Akshat Shrivastava is the CEO and founder of Millionlights, a digital platform that offers courses in diverse content areas. It is designed to reach Indians on a large scale, including those in the most remote areas. Shrivastava previously founded Alabot, which was turned into an Artificial Intelligence space, funded by the Malaysian Government.

How did your education and professional experience shape your work now at Millionlights?

I have been fortunate enough to be a part of policy creation in the higher ed space in India through its Ministry of Education. This experience, coupled with experience in my existing IT services company, has helped me understand the gaps in systems and more importantly, how to address them through technology. Millionlights is an extension of this knowledge and understanding of the system.

The early part of my education centered around business and commerce such as finance, strategy, and operations. Thereafter, having travelled extensively due to my businesses in various industries, I realized that India was very unique and responded to market forces within its own cultural context. It was still a growing population, almost at the billion mark and approximately 200 million potentially in the education space for the ages of 18–28.

There was still a very big demand for education in this part of the world at that time as it was seen as the way out to a better future. One could even go far as to see this as the route to The Indian dream. It was already quite clear where the future was relative to the vast proportion of the population. Advancements in technology have opened up new areas in IT that did not exist 10 years ago. Being on the forefront of knowledge in your field is essential for survival. My successes and mistakes have both directed me toward the path of learning and education, an industry where I work today.

How do you hope your work at Millionlights will change the learning landscape?

At Millionlights, our focus is on higher ed and industry-led industry certified skills and vocational training. With our enormous reach across three platforms (desktop, mobile, and television), we will provide access to education and training to millions of learners who are currently not served via the traditional access systems. Our vision is to reach every possible learner and make a large number of people employable. If we succeed, this will most certainly change the learning landscape.

What broad trends do you think will have the most impact on learning in the years ahead?

  1. In most countries, and especially in India, success in teaching will lie at the cusp of education and technology. The vast population can only be reached through the use of information and communication technology. Hence, the use of technology will have a major impact on learning.
  2. While the use of MOOCs is a relatively new phenomenon, various studies have shown that one of the more successful methods of educating the masses is the use of MOOCs.
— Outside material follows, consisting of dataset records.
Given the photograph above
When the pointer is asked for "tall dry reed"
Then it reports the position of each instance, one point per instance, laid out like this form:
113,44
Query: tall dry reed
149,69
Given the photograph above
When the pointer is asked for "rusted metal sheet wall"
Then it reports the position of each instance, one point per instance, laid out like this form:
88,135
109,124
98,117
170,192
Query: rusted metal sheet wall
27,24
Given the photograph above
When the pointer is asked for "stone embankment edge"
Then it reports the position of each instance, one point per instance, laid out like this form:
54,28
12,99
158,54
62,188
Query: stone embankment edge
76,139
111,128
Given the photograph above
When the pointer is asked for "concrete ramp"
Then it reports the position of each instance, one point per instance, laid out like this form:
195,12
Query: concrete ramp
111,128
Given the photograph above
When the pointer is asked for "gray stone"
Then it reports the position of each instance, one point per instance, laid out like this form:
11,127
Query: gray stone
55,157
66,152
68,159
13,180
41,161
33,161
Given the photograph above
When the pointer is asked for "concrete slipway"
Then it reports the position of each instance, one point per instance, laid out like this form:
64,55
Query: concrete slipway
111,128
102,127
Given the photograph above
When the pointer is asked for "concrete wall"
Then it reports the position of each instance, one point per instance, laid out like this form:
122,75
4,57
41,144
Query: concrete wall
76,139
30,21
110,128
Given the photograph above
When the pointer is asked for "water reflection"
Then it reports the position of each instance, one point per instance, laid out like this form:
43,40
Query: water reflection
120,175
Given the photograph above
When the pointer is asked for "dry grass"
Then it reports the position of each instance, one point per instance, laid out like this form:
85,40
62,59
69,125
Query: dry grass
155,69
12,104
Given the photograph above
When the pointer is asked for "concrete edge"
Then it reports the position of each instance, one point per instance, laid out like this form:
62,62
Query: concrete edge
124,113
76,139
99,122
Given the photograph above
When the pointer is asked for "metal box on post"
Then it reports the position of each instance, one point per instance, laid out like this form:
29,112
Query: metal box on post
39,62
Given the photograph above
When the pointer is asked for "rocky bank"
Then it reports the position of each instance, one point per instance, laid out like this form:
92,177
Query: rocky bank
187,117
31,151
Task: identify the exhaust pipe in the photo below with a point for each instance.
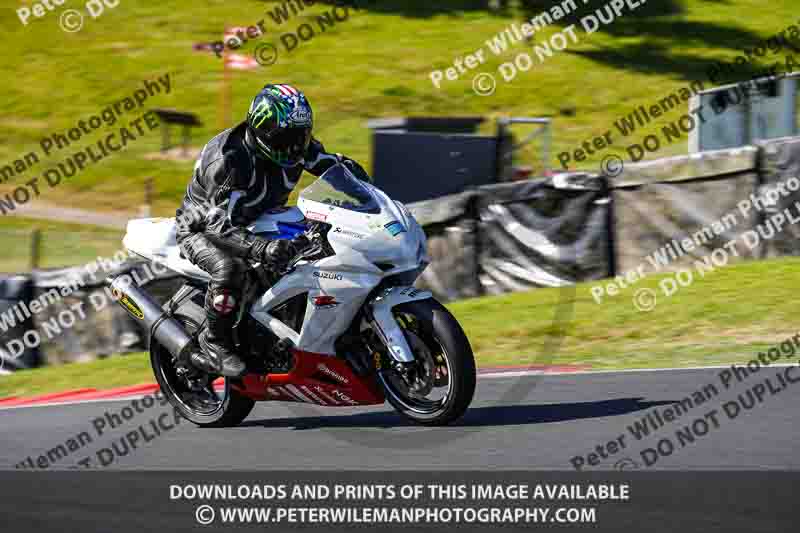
(141, 306)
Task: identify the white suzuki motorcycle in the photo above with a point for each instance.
(343, 326)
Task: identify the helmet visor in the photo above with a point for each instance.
(285, 147)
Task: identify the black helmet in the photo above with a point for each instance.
(279, 124)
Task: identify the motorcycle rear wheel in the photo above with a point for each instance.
(211, 409)
(444, 357)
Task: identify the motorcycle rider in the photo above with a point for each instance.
(241, 173)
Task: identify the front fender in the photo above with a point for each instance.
(381, 309)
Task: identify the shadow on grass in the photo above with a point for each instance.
(494, 416)
(649, 59)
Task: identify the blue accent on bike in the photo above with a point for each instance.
(395, 228)
(290, 231)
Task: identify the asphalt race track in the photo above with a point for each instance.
(552, 419)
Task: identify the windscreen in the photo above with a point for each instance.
(340, 188)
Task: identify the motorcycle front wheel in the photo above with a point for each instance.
(438, 388)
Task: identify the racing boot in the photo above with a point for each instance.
(218, 355)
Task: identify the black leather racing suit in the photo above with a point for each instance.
(221, 246)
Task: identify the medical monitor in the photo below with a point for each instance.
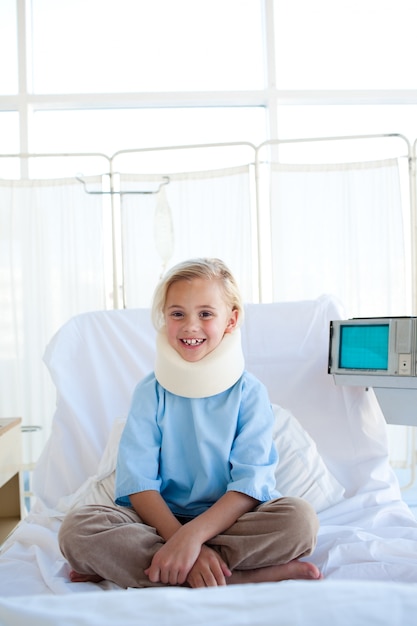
(381, 346)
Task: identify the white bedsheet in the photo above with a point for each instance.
(293, 603)
(367, 545)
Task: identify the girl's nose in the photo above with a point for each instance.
(192, 323)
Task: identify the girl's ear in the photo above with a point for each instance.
(232, 323)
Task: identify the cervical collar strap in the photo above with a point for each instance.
(215, 373)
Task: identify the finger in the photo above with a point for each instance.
(154, 574)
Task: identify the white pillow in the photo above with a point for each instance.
(300, 472)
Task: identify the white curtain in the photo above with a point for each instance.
(51, 268)
(341, 229)
(338, 229)
(211, 215)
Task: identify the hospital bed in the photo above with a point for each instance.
(332, 442)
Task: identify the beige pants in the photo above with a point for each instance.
(113, 543)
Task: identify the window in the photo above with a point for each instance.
(102, 46)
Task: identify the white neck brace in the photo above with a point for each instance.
(216, 372)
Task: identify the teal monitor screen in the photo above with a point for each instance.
(364, 347)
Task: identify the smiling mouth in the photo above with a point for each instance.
(192, 342)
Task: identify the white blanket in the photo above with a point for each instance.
(336, 451)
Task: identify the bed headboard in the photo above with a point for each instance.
(96, 359)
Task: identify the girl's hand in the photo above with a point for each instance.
(209, 570)
(174, 560)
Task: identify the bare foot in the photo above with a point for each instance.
(294, 570)
(76, 577)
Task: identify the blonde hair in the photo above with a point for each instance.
(206, 268)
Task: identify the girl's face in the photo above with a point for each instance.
(197, 317)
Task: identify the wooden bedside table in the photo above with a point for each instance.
(11, 492)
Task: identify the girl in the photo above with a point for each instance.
(195, 497)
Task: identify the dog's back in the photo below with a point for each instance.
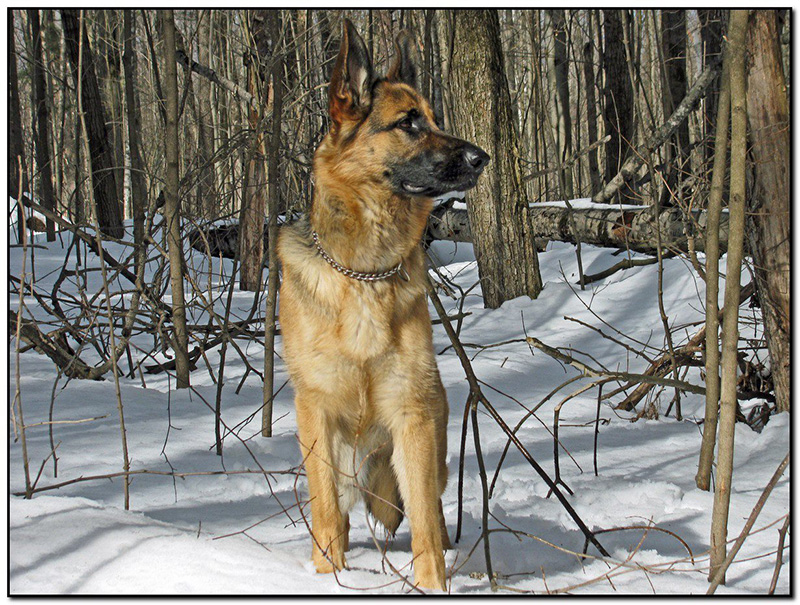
(371, 409)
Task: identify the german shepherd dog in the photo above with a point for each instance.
(371, 408)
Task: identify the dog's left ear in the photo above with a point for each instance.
(349, 94)
(404, 66)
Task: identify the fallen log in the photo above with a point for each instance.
(608, 227)
(605, 226)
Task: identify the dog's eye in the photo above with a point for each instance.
(406, 124)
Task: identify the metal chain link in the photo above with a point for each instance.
(368, 277)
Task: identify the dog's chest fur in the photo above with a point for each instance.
(357, 321)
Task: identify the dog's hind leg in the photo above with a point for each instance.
(382, 493)
(416, 466)
(328, 526)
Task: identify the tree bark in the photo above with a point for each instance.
(254, 203)
(107, 202)
(703, 477)
(730, 321)
(138, 182)
(207, 202)
(506, 255)
(673, 47)
(42, 124)
(273, 19)
(768, 210)
(172, 214)
(591, 112)
(564, 121)
(611, 227)
(17, 170)
(655, 140)
(618, 95)
(711, 28)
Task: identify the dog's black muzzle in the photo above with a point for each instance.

There will undoubtedly be changes in the method of educational delivery, assessment, etc., as we learn from experience.
  3. Flipped and blended learning will see greater usage in classrooms as we move forward.
  4. Learners will increasingly demand courses that can directly impact their ability to gain meaningful employment.

Apart from your role at Millionlights, what are you currently working on and what is your next big project?

I am concentrating on building scale into Millionlights at this point and have not thought about the next project. I believe that what we are trying to accomplish at Millionlights is in itself a long-term vision.

Who are the most interesting people you are following on Twitter?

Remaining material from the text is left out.